O Brasil registrou a criação de 166.621 empregos com carteira assinada em junho de 2025, segundo dados do Novo Caged, divulgados pelo Ministério do Trabalho e Emprego. O saldo positivo resulta de mais de 2,1 milhões de admissões contra cerca de 1,97 milhão de desligamentos no período.

Todos os setores registram saldo positivo

Todos os principais setores da economia apresentaram crescimento no número de empregos formais em junho. O destaque ficou com o setor de serviços, que liderou com mais de 77 mil novas vagas, seguido pelo comércio, com aproximadamente 33 mil. A agropecuária foi responsável por 25.833 novos postos de trabalho, mantendo o padrão de bons resultados nesse mês, historicamente positivo para o setor. Indústria e construção também contribuíram com a geração de vagas, com saldos de aproximadamente 20 mil e 10 mil empregos, respectivamente.

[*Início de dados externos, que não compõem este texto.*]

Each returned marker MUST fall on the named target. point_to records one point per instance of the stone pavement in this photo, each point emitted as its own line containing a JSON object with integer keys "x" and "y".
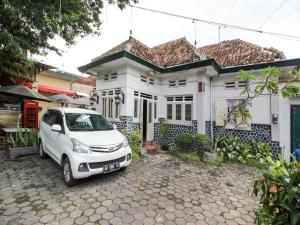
{"x": 169, "y": 191}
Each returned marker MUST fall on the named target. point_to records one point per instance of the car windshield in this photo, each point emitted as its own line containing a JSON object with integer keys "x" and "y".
{"x": 87, "y": 122}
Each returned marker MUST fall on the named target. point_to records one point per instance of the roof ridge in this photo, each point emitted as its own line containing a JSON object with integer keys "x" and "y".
{"x": 169, "y": 42}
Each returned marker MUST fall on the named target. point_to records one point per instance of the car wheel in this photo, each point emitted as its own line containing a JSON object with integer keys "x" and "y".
{"x": 41, "y": 151}
{"x": 67, "y": 173}
{"x": 123, "y": 168}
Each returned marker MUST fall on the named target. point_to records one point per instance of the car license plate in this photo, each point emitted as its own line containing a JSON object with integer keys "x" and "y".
{"x": 111, "y": 167}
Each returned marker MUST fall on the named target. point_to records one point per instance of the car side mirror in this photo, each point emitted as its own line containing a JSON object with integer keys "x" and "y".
{"x": 56, "y": 127}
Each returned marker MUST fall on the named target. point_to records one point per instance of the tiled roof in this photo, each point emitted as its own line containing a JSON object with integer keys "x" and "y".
{"x": 227, "y": 53}
{"x": 172, "y": 53}
{"x": 238, "y": 52}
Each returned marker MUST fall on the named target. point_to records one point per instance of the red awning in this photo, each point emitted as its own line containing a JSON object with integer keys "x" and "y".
{"x": 51, "y": 90}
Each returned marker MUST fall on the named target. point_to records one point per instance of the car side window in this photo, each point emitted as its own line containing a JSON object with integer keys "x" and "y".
{"x": 51, "y": 118}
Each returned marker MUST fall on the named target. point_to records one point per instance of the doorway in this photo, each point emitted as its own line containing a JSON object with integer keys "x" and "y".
{"x": 295, "y": 127}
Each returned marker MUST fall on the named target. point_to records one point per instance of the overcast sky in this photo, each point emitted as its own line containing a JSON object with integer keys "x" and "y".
{"x": 153, "y": 29}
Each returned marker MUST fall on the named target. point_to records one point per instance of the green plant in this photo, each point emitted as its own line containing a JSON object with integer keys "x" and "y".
{"x": 191, "y": 156}
{"x": 204, "y": 141}
{"x": 255, "y": 86}
{"x": 23, "y": 138}
{"x": 164, "y": 131}
{"x": 183, "y": 141}
{"x": 279, "y": 191}
{"x": 233, "y": 149}
{"x": 134, "y": 141}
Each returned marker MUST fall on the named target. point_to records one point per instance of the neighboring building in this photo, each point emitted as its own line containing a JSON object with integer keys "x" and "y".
{"x": 191, "y": 88}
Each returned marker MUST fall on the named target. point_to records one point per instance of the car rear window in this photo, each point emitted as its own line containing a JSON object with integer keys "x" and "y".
{"x": 87, "y": 122}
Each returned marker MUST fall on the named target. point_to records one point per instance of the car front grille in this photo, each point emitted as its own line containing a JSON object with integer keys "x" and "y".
{"x": 106, "y": 148}
{"x": 98, "y": 165}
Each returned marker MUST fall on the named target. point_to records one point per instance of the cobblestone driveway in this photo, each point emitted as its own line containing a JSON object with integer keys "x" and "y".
{"x": 166, "y": 192}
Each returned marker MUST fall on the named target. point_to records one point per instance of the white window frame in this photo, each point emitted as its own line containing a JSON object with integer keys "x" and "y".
{"x": 110, "y": 111}
{"x": 110, "y": 77}
{"x": 182, "y": 100}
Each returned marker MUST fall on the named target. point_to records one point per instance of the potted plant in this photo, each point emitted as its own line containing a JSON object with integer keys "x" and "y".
{"x": 164, "y": 130}
{"x": 23, "y": 142}
{"x": 204, "y": 143}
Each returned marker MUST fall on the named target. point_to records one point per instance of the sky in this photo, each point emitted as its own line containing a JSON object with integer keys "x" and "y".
{"x": 153, "y": 29}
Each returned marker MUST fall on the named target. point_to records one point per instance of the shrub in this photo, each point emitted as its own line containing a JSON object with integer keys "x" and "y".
{"x": 164, "y": 130}
{"x": 191, "y": 156}
{"x": 233, "y": 149}
{"x": 134, "y": 141}
{"x": 23, "y": 138}
{"x": 183, "y": 141}
{"x": 204, "y": 141}
{"x": 279, "y": 191}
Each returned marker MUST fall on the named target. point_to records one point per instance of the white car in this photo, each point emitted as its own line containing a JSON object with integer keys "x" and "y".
{"x": 83, "y": 142}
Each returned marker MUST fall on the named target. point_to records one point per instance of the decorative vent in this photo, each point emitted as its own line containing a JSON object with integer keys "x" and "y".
{"x": 182, "y": 83}
{"x": 188, "y": 98}
{"x": 144, "y": 95}
{"x": 143, "y": 78}
{"x": 230, "y": 84}
{"x": 113, "y": 76}
{"x": 178, "y": 98}
{"x": 151, "y": 81}
{"x": 170, "y": 99}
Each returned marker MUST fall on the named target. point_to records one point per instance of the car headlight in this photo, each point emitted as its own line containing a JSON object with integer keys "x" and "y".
{"x": 80, "y": 147}
{"x": 125, "y": 142}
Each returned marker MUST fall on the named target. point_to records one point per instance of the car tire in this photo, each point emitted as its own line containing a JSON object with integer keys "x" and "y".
{"x": 123, "y": 168}
{"x": 42, "y": 153}
{"x": 67, "y": 173}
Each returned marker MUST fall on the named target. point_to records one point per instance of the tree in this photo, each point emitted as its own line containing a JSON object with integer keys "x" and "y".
{"x": 255, "y": 86}
{"x": 26, "y": 26}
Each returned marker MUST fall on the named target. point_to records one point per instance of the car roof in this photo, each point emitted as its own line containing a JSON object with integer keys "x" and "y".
{"x": 73, "y": 110}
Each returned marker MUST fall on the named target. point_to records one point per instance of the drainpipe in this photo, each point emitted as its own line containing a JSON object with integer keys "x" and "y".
{"x": 210, "y": 99}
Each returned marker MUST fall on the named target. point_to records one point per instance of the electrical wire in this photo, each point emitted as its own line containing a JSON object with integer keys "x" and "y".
{"x": 272, "y": 14}
{"x": 224, "y": 25}
{"x": 230, "y": 10}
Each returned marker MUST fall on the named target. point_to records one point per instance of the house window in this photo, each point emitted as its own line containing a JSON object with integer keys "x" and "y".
{"x": 135, "y": 108}
{"x": 230, "y": 84}
{"x": 231, "y": 103}
{"x": 178, "y": 111}
{"x": 182, "y": 106}
{"x": 182, "y": 83}
{"x": 188, "y": 112}
{"x": 172, "y": 83}
{"x": 110, "y": 108}
{"x": 155, "y": 110}
{"x": 169, "y": 111}
{"x": 113, "y": 76}
{"x": 117, "y": 113}
{"x": 150, "y": 112}
{"x": 143, "y": 78}
{"x": 104, "y": 107}
{"x": 241, "y": 84}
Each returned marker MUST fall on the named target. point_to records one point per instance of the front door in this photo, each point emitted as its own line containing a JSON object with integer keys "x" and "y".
{"x": 295, "y": 127}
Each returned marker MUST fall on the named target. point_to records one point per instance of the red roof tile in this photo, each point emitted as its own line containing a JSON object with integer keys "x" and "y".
{"x": 227, "y": 53}
{"x": 238, "y": 52}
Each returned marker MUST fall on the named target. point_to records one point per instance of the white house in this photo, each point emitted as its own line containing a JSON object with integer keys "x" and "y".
{"x": 138, "y": 86}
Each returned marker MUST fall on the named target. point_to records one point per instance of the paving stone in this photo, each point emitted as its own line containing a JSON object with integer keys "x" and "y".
{"x": 150, "y": 192}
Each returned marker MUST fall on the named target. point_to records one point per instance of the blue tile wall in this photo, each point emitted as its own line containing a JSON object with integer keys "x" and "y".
{"x": 259, "y": 132}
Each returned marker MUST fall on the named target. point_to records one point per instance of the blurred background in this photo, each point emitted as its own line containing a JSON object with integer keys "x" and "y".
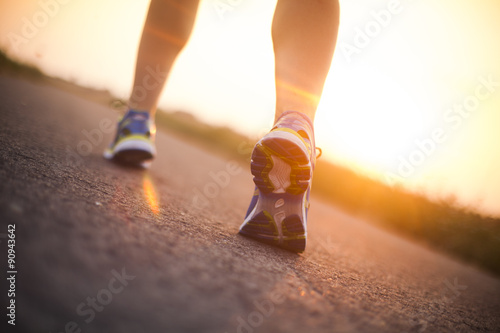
{"x": 400, "y": 105}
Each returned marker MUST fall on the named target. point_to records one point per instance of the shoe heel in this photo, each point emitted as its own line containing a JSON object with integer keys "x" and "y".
{"x": 294, "y": 174}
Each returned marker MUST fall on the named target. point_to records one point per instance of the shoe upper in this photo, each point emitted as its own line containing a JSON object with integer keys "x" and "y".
{"x": 137, "y": 124}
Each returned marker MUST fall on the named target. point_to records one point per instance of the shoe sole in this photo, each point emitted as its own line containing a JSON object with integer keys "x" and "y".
{"x": 282, "y": 173}
{"x": 132, "y": 152}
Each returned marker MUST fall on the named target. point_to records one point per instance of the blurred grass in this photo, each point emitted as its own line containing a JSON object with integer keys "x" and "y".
{"x": 442, "y": 225}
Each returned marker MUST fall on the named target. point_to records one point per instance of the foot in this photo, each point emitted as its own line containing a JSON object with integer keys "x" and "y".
{"x": 134, "y": 141}
{"x": 282, "y": 166}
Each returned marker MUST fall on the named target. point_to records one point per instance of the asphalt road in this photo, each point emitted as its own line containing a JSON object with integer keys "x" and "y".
{"x": 102, "y": 248}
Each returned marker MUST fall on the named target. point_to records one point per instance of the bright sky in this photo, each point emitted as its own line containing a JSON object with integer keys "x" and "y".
{"x": 413, "y": 98}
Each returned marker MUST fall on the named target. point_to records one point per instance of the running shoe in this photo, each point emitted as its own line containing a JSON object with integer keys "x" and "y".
{"x": 282, "y": 167}
{"x": 134, "y": 141}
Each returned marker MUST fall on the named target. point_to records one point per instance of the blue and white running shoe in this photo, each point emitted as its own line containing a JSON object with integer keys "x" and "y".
{"x": 134, "y": 140}
{"x": 282, "y": 166}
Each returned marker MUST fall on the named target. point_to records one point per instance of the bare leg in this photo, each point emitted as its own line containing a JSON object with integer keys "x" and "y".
{"x": 167, "y": 29}
{"x": 304, "y": 37}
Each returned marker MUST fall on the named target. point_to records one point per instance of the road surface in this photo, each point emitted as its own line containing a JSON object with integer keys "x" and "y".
{"x": 102, "y": 248}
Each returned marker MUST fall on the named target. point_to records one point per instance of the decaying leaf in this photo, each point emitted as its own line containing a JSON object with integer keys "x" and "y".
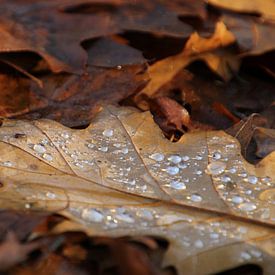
{"x": 220, "y": 61}
{"x": 121, "y": 176}
{"x": 264, "y": 8}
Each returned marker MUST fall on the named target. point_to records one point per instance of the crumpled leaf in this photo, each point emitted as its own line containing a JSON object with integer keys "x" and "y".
{"x": 113, "y": 178}
{"x": 13, "y": 252}
{"x": 253, "y": 37}
{"x": 221, "y": 62}
{"x": 265, "y": 8}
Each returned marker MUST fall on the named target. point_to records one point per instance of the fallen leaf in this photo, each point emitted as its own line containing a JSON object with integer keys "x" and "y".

Regiões brasileiras acompanham crescimento

Todas as regiões do país registraram saldos positivos na geração de empregos, tanto no total quanto especificamente no setor agropecuário. O Sudeste se destacou com mais de 76 mil novas vagas no geral e liderou também na agropecuária, com mais de 14 mil postos. O Nordeste criou mais de 36 mil empregos no total e quase 4 mil no campo. O Centro-Oeste também teve desempenho expressivo, com cerca de 24 mil vagas totais e mais de 6,7 mil na agropecuária. Norte e Sul completam o cenário positivo, ainda que com saldos mais modestos.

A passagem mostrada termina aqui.